Accelerating Data Center and HPC Performance Analysis with NVIDIA Nsight Systems

As the GPU launches threads, dispatches kernels, and loads from memory, the CPU feeds it data asynchronously, accesses network communications, manages system resources, and more. This is just a snippet of hardware activity needed to run an application—an orchestra of different components operating in perfect parallelism. As a developer, you are the conductor of an orchestra of hardware, aiming to harmonize for peak performance.

NVIDIA Nsight Systems is a system-wide profiling tool that helps tune your hardware orchestra. It enables application developers to investigate correlations, dependencies, bottlenecks, and resource allocation to ensure that hardware components are working in harmony. It visualizes throughput and performance metrics on a unified timeline, automatically detects performance limiters, and recommends how to resolve them.

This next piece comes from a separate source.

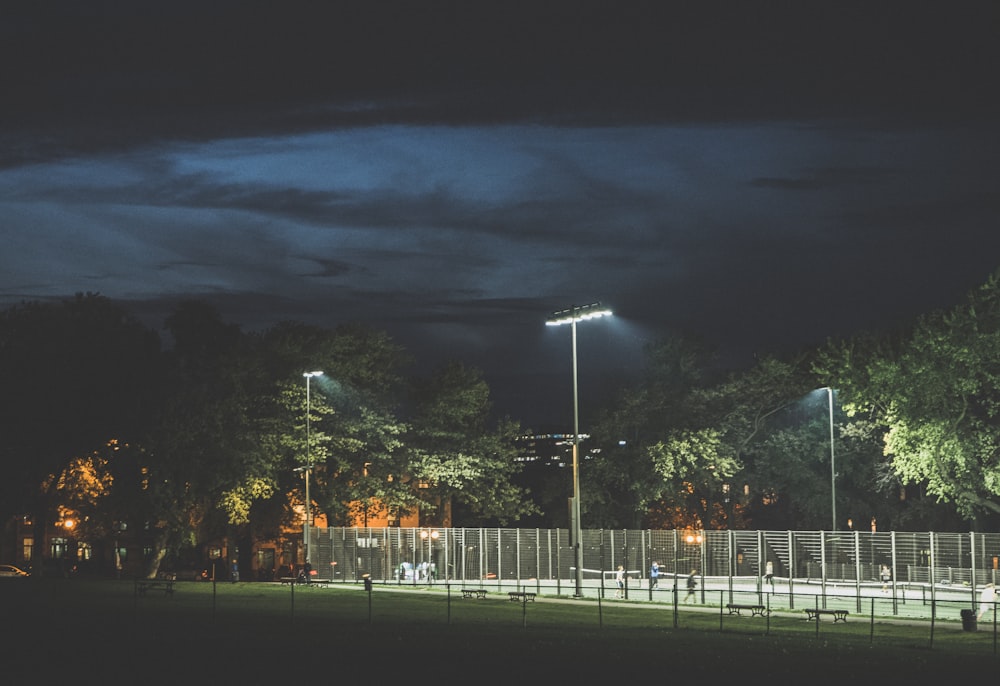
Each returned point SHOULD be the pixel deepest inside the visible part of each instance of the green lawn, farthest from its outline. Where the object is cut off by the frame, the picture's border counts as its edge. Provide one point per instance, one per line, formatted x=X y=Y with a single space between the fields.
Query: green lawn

For rooting out inefficiencies on a single machine, the Nsight Systems trace is an effective approach. But how does this workflow scale? Multinode environments are crucial to modern computing workloads. Multinode profiling is an analysis technique for these environments that identifies bottlenecks and other performance issues that may affect nodes and how they are coordinated.

Multinode profiling is particularly important to the context of high-performance computing (HPC) and data center workflows, where distributed systems with large numbers of nodes are used to solve complex scientific, engineering, and AI problems. By using multinode profiling techniques, HPC developers can optimize the performance of their systems and achieve faster, more efficient computation.

On a scale of 500 nodes and 5,000 GPUs, performance profiling seems daunting. Added complexity from network fabrics and storage devices only furthers this challenge.

Now available in public preview in Nsight Systems 2023.2, multinode analysis enhances optimization tools for large-scale computing. Built on foundational GPU, CPU, DPU, and network profiling features, Nsight Systems now offers a data analysis framework that parallel-processes performance data for multinode systems up to cluster size.

Python sampling

Python has surged in popularity for multinode systems. Built-in libraries for processing large datasets alongside use cases in AI and deep learning make the language a preferred choice. But optimizing GPU-accelerated Python code can be arduous. Its interpreted nature and high-level abstractions exchange ease-of-use for performance compared to low-level languages, compounded by tedious and error-prone manual sampling. This is made more difficult when trying to understand the relationship between the CPU and GPU work so that you can focus your optimizations towards maximizing your GPU usage.

To expedite Python profiling, a crucial facet of multinode performance, Nsight Systems now offers automatic Python call stack sampling. The frequency of samples can be tuned between 1 Hz and 2 KHz, and it supports all architectures. It can additionally sample call stacks on CUDA API call events.

Network metrics of internode communication

As the primary way that data moves between hardware units in a server, understanding internode communication from the network will help diagnose bottlenecks. Nsight Systems can now sample metrics from NVIDIA Quantum-2 InfiniBand switches, which provide high-bandwidth, low-latency communication.

NVIDIA ConnectX smart network interface cards (SmartNICs) provide advanced hardware offloads and accelerations for network operations. Nsight Systems monitors NIC throughput, charting the volume of bytes sent and received. Extended NIC wait times are a strong indication that the internode network needs optimization.

Multinode analysis

Network and Python metric collection support new multinode profiling workflows that expose the entire hardware stack for optimization. Data center-scale profiling will usually start with a single-node proxy run to ensure that applications are functioning as expected. Issues on a single node will still surface at a multinode level, but are easier to resolve when the environment is less complicated. At this phase, Nsight Systems will analyze GPU, CPU, DPU, and Python metrics on the unified timeline and identify improvements.

When performance is satisfactory on a single node, extending to a few-node proxy run will examine how network metrics and message passing interfaces (MPIs) impact the application. With the Nsight Systems multi-report view, you can view separate node traces on a unified timeline to visualize their relationships.

Then, when the former steps are complete, comprehensive multinode profiling begins. Collecting metrics from cluster or multinode systems yields an incredible volume of data, which can be used to monitor various statistics, including cluster-level utilization, rank progress, networking-to-rank computation, and more. Nsight Systems will automatically detect local performance throttles, but also correlate them, delivering cluster-wide conclusions, not rank-by-rank issues.

These results are derived using analysis scripts, or “recipes,” that can be customized to answer specific questions. Nsight Systems 2023.2 includes several preloaded recipes, such as ones for analyzing CUDA GPU kernel utilization and GPU metrics. When optimization needs are surfaced by running recipes, resolving them becomes straightforward by tracing how performance issues rippled through nodes, back to their source.

The final output is presented through an embedded Jupyter notebook, integrated in Nsight Systems as a tab. The Jupyter notebook enables convenient visualization with tables and graphics, alongside collaboration with team members.